Four books and a pamphlet about Kingsport: (l to r) Kingsport: A Romance of Industry, by Howard Long. 1928 (Sevier Press); the Rotary Club 1937 green book of Kingsport with forward by J. Fred Johnson; the Rotary Club 1946 blue book of Kingsport with forward by C.P. Edwards, Jr.; the Rotary Club 1951 beige book of Kingsport with forward by William F. Freehoff, Jr.; and The Early Years on Bays Mountain, by Muriel Millar Clark Spoden. 1975 (privately printed). Except for the pamphlet on Bays Mountain history, these books are quite similar, most taking their lead from the Long book. In my opinion, the best book about modern Kingsport’s history is Margaret Ripley Wolfe’s “Kingsport Tennessee A Planned American City” (1987, University of Kentucky Press), which I’ve commented on before.
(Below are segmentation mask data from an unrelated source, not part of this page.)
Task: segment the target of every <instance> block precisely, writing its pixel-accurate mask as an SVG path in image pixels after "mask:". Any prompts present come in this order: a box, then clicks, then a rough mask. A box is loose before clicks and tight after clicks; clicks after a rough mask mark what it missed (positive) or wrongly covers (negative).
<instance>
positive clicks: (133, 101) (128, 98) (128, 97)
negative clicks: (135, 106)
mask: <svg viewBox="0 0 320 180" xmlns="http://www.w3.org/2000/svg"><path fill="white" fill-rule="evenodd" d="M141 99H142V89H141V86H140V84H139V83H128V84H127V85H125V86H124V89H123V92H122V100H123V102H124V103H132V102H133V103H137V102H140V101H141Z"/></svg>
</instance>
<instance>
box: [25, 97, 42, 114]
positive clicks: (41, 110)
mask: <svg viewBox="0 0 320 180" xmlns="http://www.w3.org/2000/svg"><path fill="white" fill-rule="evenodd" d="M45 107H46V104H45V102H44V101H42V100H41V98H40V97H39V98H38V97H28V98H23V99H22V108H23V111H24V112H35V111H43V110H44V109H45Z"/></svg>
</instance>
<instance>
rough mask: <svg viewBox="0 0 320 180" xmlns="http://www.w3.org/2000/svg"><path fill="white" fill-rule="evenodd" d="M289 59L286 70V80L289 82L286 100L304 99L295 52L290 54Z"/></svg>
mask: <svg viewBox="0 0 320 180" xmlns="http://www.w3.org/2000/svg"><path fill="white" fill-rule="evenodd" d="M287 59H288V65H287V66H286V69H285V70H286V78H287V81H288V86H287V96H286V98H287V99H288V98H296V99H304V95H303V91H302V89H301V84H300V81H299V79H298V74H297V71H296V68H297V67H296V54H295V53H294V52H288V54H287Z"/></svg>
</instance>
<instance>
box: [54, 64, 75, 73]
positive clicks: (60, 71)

Here we are looking east down the 900 block of Watauga. It’s around 1934 or so. This is a T.J. Stephenson commissioned card printed by Tichnor Brothers. It appears a little faded, but it’s not. This was done before Tichnor introduced the embossing (linen pattern) roller into the printing process which supported more vivid colors.
In 1930, as the Nation slowly eased into the Great Depression, a group of Kingsport rainmakers gathered to form a new institution: Kingsport Federal Building and Savings Association (Wolfe, Margaret Ripley. Kingsport Tennessee A Planned American City. University of Kentucky Press 1987). The bank became Heritage Federal late in 1978 and folded its tents in 1995.
This was the location of Kingsport’s B. F. Goodrich store in the 1940s (it’s now Anchor Antiques). B. F. Goodrich was a very early company to put rubber on the road. When I was a kid, B. F. Goodrich was on the corner of New and Cherokee Streets, 324 Cherokee, the former home of Kroger. I bought my Schwinn bike there after my second-hand English bike rattled its last transmission.
I have posted before on the Downtowner Motor Inn but I recently ran across this matchbook listing the amenities of this place, corner of Center and Shelby Street. It went up in 1960 and lasted under various names (“Port o’ Kings”, “Motor Inn”, Kingsport Inn”) before being demolished in the early 90s
This rather shopworn ice scraper was issued sometime before 1995, when the North American Numbering System assigned the area code of 423 to parts of East Tennessee (Tennessee had originally been assigned 901 in 1947, then in 1954, 901 went to West Tennessee and the rest of us Volunteers had to make do with 615). Old 247 prefix was CIrcle-7.